# costume class ideas?



## JDJumper (Aug 27, 2012)

So there is a funniest, cutest and most unusual prizes. I was thinking an angel for funniest but since the judge isn't from our barn they wouldn't understand why it is funny. Any ideas? I would like to do funniest or cutest. A little bit about the horse... he is a fat pony. he has a lot of mane and it is very thick. He is a bay. Fjord, haflinger, Icelandic pony. I'll see if my phone lets me post a photo. Please EASY costume ideas!!


----------



## JDJumper (Aug 27, 2012)

This is him


----------



## JDJumper (Aug 27, 2012)

What his face looks like.


----------



## ThunderingHooves (Aug 10, 2013)

several years ago I did a hula outfit for my gelding.

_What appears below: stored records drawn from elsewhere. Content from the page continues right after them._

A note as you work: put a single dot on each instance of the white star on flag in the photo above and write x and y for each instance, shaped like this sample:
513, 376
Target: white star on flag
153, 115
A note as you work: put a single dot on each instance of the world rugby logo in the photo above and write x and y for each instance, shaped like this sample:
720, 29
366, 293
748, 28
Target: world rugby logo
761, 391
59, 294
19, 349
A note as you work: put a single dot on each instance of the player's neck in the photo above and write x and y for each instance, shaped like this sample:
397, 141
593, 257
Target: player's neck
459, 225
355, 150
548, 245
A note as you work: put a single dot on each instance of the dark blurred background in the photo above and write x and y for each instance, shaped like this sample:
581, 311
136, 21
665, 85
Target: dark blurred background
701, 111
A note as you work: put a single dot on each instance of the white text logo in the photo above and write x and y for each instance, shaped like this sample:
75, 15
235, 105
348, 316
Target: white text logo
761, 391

I had him in a grass skirt, flowers around his pasterns, flowers around his ears, and a coconut bra on his chest. We ended up getting the funniest award. Another one I was in the process of making, but never got to finish was a nyan horse. Only thing is, is that you have to be familiar with nyan cat. I was going to use cardboard to make a poptart body and put rainbow ribbion in Angel's mane and tail. Also check out pinterest, they have a lot of ideas there.


----------



## ThunderingHooves (Aug 10, 2013)

I found a picture of my mare in one of the hula outfits and thought I would share the picture.


----------



## Capallalainn (Sep 1, 2014)

Thought this was really cute! You could always cut up some old sheets and use them!


----------



## Capallalainn (Sep 1, 2014)

^^^ there's supposed to be a picture with that!


----------



## Zexious (Aug 2, 2013)

Is it going to be a "Couples" (as in, you and him xD) costume? Or are you just dressing him up?


----------



## Bedhead (Aug 4, 2013)

I'm going to do our local open show's Halloween class as Jack and Sally from The Nightmare Before Christmas  Could always do super hero/sidekick combos?


----------